AgentExternalServiceException

This exception is raised when there is an error in the external service that the agent is trying to access. It results in a 502 Bad Gateway response. It also receives the fields service_error_code and service_name. It is formed as follows:

  • message: String. Default value: External service error.
  • error_code: String. Default value: AGENT_EXTERNAL_SERVICE_ERROR.
  • service_error_code: String. Used to provide additional information, adding to the message {service_error_code}`. Default value: empty string.
  • service_name: String. Used to provide additional information, adding to the message `Service: {service_name}. Default value: empty string.

AgentModelError

This exception is raised when there is an error in the external service that the agent is trying to access. It results in a 502 Bad Gateway response. It also receives the fields service_error_code and service_name. It is formed as follows:

  • message: String. Default value: Model error.
  • error_code: String. Default value: AGENT_MODEL_ERROR.
  • service_error_code: String. Used to provide additional information, adding to the message {service_error_code}`. Default value: empty string.
  • service_name: String. Used to provide additional information, adding to the message `Service: {service_name}. Default value: empty string.

AgentRateLimitError

This exception is raised when the agent exceeds the rate limit for the external service it is trying to access. It results in a 429 Too Many Requests response. It also receives the fields service_error_code and service_name. It is formed as follows:

  • message: String.
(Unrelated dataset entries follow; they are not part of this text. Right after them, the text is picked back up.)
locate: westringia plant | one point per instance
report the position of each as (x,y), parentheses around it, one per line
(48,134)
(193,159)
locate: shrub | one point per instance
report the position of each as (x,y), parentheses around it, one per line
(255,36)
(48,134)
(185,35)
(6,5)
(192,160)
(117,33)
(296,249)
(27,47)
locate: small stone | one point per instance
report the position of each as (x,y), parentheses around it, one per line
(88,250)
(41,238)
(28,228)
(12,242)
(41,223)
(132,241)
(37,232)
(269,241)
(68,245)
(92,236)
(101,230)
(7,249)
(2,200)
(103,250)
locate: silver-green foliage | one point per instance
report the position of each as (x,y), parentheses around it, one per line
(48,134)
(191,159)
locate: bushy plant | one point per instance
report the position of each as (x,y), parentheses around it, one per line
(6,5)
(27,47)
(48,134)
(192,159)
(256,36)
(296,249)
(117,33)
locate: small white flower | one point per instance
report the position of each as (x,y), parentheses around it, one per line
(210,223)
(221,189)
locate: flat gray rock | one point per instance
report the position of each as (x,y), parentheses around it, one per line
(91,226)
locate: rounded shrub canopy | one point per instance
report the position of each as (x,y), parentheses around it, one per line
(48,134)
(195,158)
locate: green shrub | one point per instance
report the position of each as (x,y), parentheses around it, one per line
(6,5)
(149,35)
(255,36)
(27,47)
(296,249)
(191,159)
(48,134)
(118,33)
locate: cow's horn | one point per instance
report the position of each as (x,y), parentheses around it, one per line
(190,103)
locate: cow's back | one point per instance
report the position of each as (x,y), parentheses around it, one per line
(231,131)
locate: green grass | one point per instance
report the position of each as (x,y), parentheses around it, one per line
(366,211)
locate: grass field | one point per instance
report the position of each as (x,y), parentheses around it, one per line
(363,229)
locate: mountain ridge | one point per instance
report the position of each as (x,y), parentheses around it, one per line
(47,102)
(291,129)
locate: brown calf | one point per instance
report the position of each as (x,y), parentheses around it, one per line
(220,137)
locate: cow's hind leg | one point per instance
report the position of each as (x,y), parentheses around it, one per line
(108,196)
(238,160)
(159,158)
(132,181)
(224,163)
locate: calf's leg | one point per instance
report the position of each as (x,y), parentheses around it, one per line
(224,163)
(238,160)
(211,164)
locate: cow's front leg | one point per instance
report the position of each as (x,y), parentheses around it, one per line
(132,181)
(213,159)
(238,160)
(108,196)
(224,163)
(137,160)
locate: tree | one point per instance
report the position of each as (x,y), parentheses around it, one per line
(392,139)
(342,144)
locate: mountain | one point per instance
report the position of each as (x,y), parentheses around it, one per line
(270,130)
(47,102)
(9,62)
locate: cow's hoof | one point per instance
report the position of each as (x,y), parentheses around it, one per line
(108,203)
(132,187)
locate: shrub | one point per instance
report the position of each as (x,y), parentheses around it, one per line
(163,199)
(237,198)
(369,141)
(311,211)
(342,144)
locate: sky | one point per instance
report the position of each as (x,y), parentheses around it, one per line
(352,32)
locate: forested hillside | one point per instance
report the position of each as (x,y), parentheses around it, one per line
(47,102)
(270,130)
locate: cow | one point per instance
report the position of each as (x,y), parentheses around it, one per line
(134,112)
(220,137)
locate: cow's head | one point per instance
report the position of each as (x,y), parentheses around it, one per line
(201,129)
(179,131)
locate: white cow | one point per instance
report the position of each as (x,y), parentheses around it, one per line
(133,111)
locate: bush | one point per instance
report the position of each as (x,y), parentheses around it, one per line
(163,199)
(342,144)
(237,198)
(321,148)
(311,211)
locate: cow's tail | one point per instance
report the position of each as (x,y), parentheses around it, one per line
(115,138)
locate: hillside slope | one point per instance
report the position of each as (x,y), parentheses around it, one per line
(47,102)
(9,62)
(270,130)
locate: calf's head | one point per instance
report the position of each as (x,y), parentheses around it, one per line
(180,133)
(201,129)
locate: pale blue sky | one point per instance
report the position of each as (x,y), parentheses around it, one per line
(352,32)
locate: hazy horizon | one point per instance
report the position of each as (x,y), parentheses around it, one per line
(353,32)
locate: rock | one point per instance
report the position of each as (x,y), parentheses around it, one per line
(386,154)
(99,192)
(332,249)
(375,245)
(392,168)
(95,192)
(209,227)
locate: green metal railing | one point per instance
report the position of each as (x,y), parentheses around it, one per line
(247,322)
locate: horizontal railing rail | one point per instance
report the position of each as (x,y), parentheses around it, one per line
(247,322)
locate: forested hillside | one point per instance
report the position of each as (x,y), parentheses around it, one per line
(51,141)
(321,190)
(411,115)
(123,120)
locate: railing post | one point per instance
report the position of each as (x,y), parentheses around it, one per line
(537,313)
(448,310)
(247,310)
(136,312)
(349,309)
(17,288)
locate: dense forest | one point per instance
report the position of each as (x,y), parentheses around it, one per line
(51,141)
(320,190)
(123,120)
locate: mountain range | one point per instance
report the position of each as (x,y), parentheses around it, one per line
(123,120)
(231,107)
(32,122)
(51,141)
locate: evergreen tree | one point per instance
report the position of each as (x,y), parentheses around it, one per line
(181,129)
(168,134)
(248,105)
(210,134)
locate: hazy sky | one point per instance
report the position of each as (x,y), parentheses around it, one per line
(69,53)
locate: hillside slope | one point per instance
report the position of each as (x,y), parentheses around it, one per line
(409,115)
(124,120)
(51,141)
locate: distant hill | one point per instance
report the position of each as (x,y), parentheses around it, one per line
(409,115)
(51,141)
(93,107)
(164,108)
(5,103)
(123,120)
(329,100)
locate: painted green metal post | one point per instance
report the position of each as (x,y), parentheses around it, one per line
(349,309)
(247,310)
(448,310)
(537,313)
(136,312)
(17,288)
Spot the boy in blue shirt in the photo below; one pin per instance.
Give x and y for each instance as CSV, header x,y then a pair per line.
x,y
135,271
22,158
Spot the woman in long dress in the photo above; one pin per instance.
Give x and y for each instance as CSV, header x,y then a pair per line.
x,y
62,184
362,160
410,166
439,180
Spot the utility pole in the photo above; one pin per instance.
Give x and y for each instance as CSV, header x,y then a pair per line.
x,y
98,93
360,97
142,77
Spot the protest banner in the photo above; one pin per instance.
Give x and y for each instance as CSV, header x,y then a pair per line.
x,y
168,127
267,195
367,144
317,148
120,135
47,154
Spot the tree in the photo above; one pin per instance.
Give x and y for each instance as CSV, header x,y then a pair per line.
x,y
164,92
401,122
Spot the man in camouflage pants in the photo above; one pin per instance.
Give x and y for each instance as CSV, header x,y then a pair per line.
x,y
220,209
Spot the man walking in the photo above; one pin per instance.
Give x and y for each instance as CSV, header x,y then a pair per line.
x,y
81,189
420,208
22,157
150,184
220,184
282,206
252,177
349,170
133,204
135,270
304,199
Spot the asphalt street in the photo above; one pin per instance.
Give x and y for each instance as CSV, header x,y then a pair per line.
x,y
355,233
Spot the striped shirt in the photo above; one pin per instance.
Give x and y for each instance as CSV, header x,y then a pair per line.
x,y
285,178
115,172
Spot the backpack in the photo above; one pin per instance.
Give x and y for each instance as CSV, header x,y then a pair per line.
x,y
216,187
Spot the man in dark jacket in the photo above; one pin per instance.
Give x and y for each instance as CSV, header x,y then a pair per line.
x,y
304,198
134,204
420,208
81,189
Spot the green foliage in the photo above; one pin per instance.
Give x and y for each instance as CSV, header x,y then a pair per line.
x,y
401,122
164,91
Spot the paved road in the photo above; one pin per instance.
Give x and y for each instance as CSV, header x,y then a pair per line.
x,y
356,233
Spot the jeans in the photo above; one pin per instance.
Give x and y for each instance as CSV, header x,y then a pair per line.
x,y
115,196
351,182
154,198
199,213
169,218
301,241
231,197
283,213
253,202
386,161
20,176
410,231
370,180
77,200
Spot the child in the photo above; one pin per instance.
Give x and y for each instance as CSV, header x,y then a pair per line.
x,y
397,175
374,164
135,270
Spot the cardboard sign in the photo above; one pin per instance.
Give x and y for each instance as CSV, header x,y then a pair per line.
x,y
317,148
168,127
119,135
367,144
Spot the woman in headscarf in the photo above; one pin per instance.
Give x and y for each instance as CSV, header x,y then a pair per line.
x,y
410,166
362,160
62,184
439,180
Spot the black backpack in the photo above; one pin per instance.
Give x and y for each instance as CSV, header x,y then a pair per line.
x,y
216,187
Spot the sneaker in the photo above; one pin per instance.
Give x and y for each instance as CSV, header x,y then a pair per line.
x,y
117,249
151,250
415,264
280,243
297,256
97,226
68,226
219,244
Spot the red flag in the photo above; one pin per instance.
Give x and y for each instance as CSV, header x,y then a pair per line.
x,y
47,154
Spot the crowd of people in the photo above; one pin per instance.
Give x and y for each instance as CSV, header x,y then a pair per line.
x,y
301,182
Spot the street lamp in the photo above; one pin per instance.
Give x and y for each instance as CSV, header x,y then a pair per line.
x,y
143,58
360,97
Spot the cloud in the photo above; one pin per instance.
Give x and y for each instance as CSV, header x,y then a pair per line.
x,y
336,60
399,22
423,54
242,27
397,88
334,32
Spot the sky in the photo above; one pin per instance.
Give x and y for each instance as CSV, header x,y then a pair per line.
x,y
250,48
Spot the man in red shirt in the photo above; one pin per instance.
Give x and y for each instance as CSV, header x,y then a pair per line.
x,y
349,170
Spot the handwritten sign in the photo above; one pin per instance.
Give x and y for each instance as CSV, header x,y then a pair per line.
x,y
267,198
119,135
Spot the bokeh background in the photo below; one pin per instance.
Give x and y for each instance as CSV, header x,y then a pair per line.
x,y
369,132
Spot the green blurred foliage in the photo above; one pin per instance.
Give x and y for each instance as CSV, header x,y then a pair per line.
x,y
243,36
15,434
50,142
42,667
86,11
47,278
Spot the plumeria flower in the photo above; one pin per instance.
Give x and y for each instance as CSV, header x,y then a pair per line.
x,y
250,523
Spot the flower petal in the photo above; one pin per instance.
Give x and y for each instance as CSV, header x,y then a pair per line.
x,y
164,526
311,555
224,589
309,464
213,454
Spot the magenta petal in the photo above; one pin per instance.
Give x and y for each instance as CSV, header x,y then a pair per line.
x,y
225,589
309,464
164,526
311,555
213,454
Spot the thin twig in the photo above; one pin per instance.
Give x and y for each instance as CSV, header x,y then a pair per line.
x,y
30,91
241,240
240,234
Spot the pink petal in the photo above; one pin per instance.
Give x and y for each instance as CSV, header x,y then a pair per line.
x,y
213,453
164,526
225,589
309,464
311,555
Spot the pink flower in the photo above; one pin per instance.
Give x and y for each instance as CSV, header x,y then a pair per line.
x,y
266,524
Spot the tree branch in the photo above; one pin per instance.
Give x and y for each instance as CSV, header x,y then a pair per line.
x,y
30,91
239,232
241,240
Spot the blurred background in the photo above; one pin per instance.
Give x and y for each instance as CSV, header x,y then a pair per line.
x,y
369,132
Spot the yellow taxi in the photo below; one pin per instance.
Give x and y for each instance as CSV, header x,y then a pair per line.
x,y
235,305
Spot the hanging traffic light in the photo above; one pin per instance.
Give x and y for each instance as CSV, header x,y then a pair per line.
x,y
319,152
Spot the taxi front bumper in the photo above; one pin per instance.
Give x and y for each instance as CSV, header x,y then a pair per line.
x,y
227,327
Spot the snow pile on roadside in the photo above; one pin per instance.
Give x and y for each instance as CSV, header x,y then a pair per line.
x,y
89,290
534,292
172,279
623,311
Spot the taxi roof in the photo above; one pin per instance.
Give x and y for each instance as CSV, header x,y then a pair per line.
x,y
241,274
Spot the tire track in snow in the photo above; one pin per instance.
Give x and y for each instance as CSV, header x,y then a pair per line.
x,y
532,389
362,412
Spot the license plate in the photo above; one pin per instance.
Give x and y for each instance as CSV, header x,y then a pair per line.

Default value: Rate limit error.
  • error_code: String. Default value: AGENT_RATE_LIMIT_ERROR.
  • service_error_code: String. Used to provide additional information, adding to the message {service_error_code}`. Default value: empty string.
  • service_name: String. Used to provide additional information, adding to the message `Service: {service_name}. Default value: empty string.
  • retry_after: String. Mandatory field that adds the value Retry-After in the response header to indicate how long the client should wait before making a new request.

Usage

This manager allows launching these exceptions internally in your new agent.

To launch one of these exceptions, use the following command:

raise AgentExecutionException(message='message error', service_error_code='ERROR CODE', detail='problem with the agent execution')

FastApiErrorManager

This manager controls the following exceptions server:

  • ValidationException: This exception is raised when there is a validation error in the request. It results in a 400 Bad Request response.
  • RequestValidationError: This exception is raised when there is a validation error in the request body. It results in a 400 Bad Request response.
  • ResponseValidationError: This exception is raised when there is a validation error in the response body. It results in a 400 Bad Request response.

Response Error

The error managers return a response with the following structure:

{
    "code": "NOT_FOUND",
    "message": "Agent with identifier XXXX not found.",
    "errors": [
        {
            "type": "AGENT_NOT_FOUND",
            "message": "Agent with identifier XXXX not found."
        }
    ]
}

The response contains the following fields:

  • code: The error code that identifies the type of error.
  • message: A human-readable message that describes the error.
  • errors: A list of errors that occurred during the execution of the agent. Each error contains the following fields:
    • type: The type of error that occurred.
    • message: A human-readable message that describes the error.